Portugal - same folly again
Another European country is declaring bankruptcy and asking for a bail-out, yet the real issues remain hidden from the public eye. All nations of the world are deeply in debt, so it would be legitimate to ask who this fantastic lender is, who owns more assets than all the peoples of the world put together. There isn't one, of course. Fractional reserve banking by the banks or debt merchants is the greatest fraud ever committed in recent history. In the case of Portugal, we are told the state can only raise more money on the financial markets by paying higher interest rates. Why should the state have to pay anything for money which the banks issue as credit without anything to underwrite its value other than the creditworthiness of the nation itself? The state should issue its own currency and the function of the banks should be restricted to accounting and book-keeping.
What happens, when a state like Portugal raises money? They issue government securities which are bought by the banks. A government security is a promise to pay, in other words, a promise that the banks will have a claim on tax revenue collected from the working population. The banks add these securities to their assets as deposits and, by the ludicrous system of fractional reserve banking, they are permitted to issue tenfold of their deposits in new credits. And it is this new money, created out of nothing on the basis of the state's promise to pay them back, which they then land to the government for its expenditure and charge interest on top of it! And so the vicious cycle continues: The state allows the banks to create credit and charge the cost to the state until the state can no longer bear the costs. Now if a bank overstretches itself and goes broke, the state (through the national bank as lender of last resort) bails it out. If the state consequently goes broke, as it must, other states in the Confederation, in this case the European Union, come to its rescue. They attach so-called austerity measures, measures designed to make sure that the banks get their illegitimate gain for the money they never had, no matter how tough it will be for the people to raise the revenue.
In the UK we had the same twisted logic: banks were failing. In the past it was always justified that they charge interest because of the risks they take. In fact, they take no risks at all as every credit they issue is new money at no cost to them. So what did the government do? It bailed out the banks with a rescue package. Where did it get the money from for bailing out the banks? By borrowing from those very same banks! Makes sense, doesn't it? And then there was quantitative easing, in other words, expanding the money supply. But instead of injecting new cash in the economy pay for education or health care, the government gave the increase to the banks as government securities to allow them to issue the very same money and multiples of it with an interest charge attached to it. Heads, the people loose and the banks win. Tails, the banks win and the people loose.

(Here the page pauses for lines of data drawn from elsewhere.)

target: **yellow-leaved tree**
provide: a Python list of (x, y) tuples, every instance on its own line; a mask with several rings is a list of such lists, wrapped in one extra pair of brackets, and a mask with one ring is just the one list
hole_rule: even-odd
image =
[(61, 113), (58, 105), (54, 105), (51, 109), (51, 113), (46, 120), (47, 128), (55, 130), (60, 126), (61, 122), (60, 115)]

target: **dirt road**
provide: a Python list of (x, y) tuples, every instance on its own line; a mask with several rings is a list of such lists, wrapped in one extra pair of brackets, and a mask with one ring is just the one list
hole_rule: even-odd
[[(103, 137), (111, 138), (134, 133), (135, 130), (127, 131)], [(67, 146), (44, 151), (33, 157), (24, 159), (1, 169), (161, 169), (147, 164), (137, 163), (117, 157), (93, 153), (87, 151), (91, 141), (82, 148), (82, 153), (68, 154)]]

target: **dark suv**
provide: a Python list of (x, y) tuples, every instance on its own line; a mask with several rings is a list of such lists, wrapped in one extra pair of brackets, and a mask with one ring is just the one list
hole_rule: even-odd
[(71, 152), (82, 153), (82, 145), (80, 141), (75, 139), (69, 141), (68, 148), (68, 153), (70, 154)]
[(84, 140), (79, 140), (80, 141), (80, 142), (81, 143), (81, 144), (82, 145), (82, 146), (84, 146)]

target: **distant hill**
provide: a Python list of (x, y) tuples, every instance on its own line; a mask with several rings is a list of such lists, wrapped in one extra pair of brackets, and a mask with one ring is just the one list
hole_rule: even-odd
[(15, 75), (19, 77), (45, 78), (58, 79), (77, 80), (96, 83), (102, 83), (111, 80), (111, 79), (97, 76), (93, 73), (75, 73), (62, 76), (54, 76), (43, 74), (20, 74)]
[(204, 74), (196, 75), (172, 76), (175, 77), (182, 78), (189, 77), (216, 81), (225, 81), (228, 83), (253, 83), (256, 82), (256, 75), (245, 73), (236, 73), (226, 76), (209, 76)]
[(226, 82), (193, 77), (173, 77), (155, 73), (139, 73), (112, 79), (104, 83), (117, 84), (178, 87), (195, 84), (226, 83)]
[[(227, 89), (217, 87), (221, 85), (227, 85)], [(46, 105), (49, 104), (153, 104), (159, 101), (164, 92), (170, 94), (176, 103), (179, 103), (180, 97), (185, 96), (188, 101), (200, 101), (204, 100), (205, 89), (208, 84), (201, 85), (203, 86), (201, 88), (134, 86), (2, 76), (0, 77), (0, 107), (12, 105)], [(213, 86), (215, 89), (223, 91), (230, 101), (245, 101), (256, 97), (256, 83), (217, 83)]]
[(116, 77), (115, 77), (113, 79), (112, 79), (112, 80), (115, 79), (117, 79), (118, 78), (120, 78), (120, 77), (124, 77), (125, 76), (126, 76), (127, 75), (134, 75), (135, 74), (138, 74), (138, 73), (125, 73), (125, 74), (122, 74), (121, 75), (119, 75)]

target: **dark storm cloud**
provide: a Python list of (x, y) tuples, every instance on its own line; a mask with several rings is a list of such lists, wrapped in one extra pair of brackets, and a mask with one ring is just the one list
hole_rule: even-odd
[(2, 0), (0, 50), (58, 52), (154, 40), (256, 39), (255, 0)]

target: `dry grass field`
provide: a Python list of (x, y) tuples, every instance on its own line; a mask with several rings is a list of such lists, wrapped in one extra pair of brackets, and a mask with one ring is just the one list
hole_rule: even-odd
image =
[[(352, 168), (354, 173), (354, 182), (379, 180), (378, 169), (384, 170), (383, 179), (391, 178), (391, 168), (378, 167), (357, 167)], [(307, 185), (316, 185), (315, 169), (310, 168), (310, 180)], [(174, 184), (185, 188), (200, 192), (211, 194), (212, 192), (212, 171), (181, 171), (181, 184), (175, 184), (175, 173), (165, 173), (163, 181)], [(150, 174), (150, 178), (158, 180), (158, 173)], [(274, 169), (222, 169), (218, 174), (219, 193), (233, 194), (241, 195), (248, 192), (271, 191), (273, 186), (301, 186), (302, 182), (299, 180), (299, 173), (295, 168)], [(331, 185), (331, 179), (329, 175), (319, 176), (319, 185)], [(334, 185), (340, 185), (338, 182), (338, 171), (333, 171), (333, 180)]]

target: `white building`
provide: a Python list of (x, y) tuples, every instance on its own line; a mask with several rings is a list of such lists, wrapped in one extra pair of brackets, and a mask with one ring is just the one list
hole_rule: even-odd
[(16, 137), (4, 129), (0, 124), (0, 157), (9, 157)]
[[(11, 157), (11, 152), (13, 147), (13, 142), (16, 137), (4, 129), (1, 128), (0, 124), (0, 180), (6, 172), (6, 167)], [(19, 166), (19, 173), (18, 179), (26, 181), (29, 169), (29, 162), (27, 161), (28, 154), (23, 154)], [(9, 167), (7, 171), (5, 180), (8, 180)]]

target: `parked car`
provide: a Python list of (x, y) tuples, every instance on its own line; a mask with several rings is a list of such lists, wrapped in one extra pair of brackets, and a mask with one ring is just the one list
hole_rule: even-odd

For centuries now, governments have been the servants not of the people but of the banks. They have permitted those financial institutions to defraud whole nations for their private gain, laying claim to a nation's resources and real assets through foreclosures on loans they issued without putting up any real assets of their own. Portugal is not needing a bail-out because of some natural disaster, or having lost all its working manpower in a war, or having had a bad harvest or lost all its natural resources. It is going to the wall because the banking system of compound interest on credit created based on the empty promises of repayments of earlier credits is bound to self-destruct, and instead of taking the blame, the banks want the government to carry the can. We're going to see a lot more misery until common sense returns and governments represent their own people and issue their nations' money supply free of interest charges to facilitate trade, ultimately to be cancelled out again by taxation. But then, common sense is in particularly short supply at the moment, whereas bank-created money abounds.